A luz do outro lado da porta era natural e fraca. Ela não me atingiu, o que me permitiu encarar Snape sem nenhuma irritação nos olhos. O rosto dele estava oculto nas sombras, mas eu conseguia distinguir os olhos negros. Eles não continham nenhum brilho especial, estavam frios como sempre estiveram nos meus cinco anos anteriores em Hogwarts.

- Skywalker. – disse ele.

Eu senti meu sangue borbulhar e meu rosto se transfigurar em uma máscara de puro ódio.

- Não me chame assim. – eu sibilei, a voz marcada pelo sentimento que eu repreendi durante toda a minha vida.
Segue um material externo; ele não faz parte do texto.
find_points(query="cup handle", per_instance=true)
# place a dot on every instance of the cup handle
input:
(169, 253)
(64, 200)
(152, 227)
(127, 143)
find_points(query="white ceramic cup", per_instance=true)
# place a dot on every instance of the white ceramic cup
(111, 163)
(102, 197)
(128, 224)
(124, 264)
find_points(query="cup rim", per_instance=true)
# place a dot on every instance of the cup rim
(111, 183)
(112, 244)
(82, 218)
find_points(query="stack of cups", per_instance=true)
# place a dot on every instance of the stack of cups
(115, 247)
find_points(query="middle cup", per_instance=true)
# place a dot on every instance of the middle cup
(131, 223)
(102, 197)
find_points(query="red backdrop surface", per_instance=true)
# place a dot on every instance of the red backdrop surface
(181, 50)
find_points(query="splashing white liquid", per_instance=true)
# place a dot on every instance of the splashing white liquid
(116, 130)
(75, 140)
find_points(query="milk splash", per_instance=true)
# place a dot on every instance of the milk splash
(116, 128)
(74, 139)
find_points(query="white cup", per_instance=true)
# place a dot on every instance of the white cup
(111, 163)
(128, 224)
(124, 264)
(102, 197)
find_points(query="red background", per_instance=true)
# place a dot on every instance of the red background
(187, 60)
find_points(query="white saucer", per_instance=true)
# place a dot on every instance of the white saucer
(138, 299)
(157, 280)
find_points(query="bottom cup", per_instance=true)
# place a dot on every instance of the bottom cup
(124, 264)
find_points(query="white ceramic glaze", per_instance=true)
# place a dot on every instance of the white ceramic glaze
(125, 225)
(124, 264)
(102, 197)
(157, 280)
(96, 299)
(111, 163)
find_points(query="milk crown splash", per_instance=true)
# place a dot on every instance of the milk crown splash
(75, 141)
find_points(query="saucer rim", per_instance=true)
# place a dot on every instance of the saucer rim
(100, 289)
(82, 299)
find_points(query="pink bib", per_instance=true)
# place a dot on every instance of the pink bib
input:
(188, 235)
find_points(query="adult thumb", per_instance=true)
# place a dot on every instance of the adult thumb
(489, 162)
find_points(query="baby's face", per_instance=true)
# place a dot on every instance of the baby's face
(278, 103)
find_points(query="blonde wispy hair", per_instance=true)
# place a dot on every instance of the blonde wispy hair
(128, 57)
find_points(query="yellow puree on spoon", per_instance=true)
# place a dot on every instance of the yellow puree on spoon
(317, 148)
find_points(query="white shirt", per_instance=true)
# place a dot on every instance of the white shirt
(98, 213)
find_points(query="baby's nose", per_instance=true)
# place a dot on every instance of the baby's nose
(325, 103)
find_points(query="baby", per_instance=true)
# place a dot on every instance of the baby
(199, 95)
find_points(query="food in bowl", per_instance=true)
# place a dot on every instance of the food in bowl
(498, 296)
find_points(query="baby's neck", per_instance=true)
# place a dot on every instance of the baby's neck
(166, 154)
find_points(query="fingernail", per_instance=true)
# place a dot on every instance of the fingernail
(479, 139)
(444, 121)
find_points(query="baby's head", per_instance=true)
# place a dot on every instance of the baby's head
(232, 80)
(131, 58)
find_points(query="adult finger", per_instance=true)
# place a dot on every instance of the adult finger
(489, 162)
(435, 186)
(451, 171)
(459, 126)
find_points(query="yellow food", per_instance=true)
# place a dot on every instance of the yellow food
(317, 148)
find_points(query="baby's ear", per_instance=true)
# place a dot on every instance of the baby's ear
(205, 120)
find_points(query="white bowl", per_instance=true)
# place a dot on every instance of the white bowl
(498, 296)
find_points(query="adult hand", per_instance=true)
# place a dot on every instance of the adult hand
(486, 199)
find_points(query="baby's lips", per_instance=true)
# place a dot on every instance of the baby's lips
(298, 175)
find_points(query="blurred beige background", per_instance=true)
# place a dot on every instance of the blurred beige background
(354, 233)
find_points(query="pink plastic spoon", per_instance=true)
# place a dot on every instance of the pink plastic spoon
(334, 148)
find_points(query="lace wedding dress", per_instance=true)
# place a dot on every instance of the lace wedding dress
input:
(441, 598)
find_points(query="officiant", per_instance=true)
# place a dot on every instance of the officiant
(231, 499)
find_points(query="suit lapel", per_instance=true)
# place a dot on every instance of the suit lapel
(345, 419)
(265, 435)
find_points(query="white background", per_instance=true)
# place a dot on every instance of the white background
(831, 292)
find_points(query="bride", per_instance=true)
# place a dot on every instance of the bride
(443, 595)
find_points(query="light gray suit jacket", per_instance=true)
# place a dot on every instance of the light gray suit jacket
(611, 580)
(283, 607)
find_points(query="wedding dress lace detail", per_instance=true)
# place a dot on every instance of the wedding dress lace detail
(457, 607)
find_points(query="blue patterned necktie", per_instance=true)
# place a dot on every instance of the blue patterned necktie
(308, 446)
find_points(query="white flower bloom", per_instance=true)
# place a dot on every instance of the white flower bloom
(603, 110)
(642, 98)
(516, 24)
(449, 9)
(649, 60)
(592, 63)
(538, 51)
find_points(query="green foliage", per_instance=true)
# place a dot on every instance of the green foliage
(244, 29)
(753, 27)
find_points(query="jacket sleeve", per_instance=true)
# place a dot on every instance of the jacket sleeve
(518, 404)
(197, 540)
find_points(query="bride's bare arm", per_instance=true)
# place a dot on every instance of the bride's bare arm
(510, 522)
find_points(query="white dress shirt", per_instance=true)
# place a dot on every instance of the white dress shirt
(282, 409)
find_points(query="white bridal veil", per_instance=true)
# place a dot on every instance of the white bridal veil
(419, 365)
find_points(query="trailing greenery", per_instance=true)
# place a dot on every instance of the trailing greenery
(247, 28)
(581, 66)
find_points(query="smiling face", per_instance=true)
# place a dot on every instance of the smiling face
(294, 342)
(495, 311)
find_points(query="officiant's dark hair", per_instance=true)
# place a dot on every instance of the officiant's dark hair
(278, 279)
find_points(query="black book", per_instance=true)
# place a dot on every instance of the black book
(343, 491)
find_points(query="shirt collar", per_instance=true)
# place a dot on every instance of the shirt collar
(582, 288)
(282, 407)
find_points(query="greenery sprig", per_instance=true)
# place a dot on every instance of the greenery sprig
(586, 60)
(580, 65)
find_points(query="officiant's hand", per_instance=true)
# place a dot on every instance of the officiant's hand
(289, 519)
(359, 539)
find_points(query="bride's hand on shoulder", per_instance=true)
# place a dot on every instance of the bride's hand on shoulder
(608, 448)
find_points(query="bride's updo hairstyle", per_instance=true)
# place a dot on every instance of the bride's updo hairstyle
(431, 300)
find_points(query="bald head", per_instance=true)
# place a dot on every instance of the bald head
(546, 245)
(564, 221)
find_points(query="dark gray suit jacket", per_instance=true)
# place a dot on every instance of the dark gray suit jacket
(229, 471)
- É o seu nome. Por qual outra maneira eu poderia lhe chamar, hein Skywalker? – desdenhou ele, seco e frio como sempre.

- Não me chame assim! – eu berrei, sentindo o ódio encher o meu peito e queimar como chamas negras.

Eu vi o corpo dele ficar rígido e ouvi sua respiração ficar mais profunda.

- Quem você pensa que é, Skywalker?! – perguntou ele, zombaria em sua voz bruta.

Eu rosnei, sendo assolada pelo ímpeto de atacá-lo, de matá-lo.

- Sou V, seu desgraçado! Vitória Atwood Skywalker está morta e enterrada. Você a matou! – eu respondi, gritando com ira.

- Eu não fiz nada contra você! – ele se aproximou, rápido, a voz irritada.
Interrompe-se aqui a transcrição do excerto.